Not content with just cars, Google wants to build autonomous ships as well

After spearheading the development of autonomous self-driving cars for several years, Google LLC is now turning its attention to commercial shipping.

The internet giant announced last week that it’s going to work with Rolls-Royce Holdings plc to help improve the engineering firm’s intelligent awareness systems for ships. The partnership will see Rolls-Royce use Google’s Cloud Machine Learning Engine to train its artificial intelligence-based object classification system that’s used to detect, identify and track things that ocean-going vessels are likely to encounter.

In other words, Rolls-Royce is using Google’s platform to create technology that will almost certainly be used to power autonomous ships. Rolls-Royce has made no secret of its desire to built a fleet of autonomous vessels, but current technologies such as radar and the Automatic Identification System aren’t reliable enough to facilitate them because they don’t always spot everything a vessel might encounter at sea.

For example, small boats such as kayaks don’t show up on radar screens, and neither would a kayak be able to transmit AIS data to tell the ship it’s nearby.

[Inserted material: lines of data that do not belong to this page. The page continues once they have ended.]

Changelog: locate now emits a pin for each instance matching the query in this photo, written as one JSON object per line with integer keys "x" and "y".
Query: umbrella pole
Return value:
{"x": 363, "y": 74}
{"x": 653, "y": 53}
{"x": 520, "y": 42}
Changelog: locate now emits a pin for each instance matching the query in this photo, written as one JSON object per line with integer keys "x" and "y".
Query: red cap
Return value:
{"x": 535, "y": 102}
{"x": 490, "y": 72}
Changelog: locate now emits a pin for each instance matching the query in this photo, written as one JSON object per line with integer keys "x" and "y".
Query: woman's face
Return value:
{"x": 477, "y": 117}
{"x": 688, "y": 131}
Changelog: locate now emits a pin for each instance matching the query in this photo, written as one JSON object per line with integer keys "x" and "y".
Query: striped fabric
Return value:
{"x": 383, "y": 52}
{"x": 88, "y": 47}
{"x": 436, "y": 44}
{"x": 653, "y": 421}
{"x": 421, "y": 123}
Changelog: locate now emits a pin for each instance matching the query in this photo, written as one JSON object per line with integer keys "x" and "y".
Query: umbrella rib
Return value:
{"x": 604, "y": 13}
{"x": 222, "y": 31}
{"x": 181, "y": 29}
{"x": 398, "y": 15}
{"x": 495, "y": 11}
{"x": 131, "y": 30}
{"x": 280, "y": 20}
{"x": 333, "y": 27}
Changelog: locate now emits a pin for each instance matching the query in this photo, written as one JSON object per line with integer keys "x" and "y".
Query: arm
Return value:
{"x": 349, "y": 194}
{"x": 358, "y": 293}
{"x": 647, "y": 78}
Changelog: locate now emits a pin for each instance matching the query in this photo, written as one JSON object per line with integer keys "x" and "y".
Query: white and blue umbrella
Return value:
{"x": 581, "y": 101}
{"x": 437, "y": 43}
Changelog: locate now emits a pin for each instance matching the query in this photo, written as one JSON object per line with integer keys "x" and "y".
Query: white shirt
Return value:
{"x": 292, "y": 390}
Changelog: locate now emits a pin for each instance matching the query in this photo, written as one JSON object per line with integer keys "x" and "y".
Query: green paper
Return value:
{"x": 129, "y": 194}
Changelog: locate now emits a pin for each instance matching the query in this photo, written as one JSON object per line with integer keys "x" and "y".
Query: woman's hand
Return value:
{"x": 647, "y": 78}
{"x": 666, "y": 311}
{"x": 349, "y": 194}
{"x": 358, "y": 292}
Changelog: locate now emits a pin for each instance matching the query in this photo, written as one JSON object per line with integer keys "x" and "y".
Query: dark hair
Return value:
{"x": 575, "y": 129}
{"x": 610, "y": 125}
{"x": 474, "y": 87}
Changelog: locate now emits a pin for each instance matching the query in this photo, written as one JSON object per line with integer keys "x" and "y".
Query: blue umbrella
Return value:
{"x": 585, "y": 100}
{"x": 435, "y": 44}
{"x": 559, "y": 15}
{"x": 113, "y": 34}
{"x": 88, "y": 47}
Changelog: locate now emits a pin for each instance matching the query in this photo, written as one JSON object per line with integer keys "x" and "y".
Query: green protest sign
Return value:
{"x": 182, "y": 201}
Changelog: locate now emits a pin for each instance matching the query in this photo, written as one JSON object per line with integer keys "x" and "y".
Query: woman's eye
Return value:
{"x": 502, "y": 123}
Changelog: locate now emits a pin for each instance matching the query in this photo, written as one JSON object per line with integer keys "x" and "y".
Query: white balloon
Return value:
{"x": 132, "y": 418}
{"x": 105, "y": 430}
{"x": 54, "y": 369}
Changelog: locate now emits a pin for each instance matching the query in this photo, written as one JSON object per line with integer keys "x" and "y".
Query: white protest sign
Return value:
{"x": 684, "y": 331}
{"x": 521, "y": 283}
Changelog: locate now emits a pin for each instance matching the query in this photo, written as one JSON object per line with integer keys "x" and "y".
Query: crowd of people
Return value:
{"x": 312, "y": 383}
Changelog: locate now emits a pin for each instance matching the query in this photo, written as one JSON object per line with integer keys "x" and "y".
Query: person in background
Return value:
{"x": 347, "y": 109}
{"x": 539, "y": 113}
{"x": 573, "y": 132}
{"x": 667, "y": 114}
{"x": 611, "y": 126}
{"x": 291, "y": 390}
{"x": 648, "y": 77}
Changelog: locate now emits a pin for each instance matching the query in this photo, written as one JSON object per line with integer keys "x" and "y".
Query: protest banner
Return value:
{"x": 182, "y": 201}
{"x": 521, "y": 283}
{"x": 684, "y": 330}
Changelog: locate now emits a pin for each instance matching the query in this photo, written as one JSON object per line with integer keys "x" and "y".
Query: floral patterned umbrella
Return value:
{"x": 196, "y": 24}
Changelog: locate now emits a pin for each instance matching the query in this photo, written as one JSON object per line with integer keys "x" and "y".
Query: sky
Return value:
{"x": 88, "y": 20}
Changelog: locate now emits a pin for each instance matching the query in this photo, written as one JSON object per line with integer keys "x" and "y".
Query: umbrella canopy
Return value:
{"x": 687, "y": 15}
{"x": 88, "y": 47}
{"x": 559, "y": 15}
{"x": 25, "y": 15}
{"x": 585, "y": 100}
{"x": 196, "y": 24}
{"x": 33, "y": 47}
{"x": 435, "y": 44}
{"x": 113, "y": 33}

At present, spotting these kinds of things is the job of the ship’s crew members, who are on board keeping watch at all times.

Google’s Cloud Machine Learning Engine uses the same neural net machine intelligence technology that powers many of its own services, including image and voice search. The idea is that if this technology is combined with cameras placed all around a ship, it might become more efficient than human lookouts are. One day, the technology could even remove the need for humans to keep a lookout.

“While intelligent awareness systems will help facilitate an autonomous future, they can benefit maritime businesses right now making vessels and their crews safer and more efficient,” Rolls-Royce ship intelligence Senior Vice President Karno Tenovuo said in a statement. “By working with Google Cloud, we can make these systems better faster, thus saving lives.”

Besides the cloud machine learning deal, Google and Rolls-Royce will also conduct a joint research project on multimodal and unsupervised machine learning. They also said they’ll carry out research to determine if speech recognition and synthesis systems can be used in human-machine interfaces for marine applications. The companies will also collaborate to optimize the performance of local neural network computing on ships using software such as TensorFlow, which is Google’s open-source machine intelligence software library.

According to Rolls-Royce, the development of AI-based awareness systems can only make vessels “safer, easier and more efficient to operate,” as they’ll provide crews with a better understanding of their vessel’s surroundings.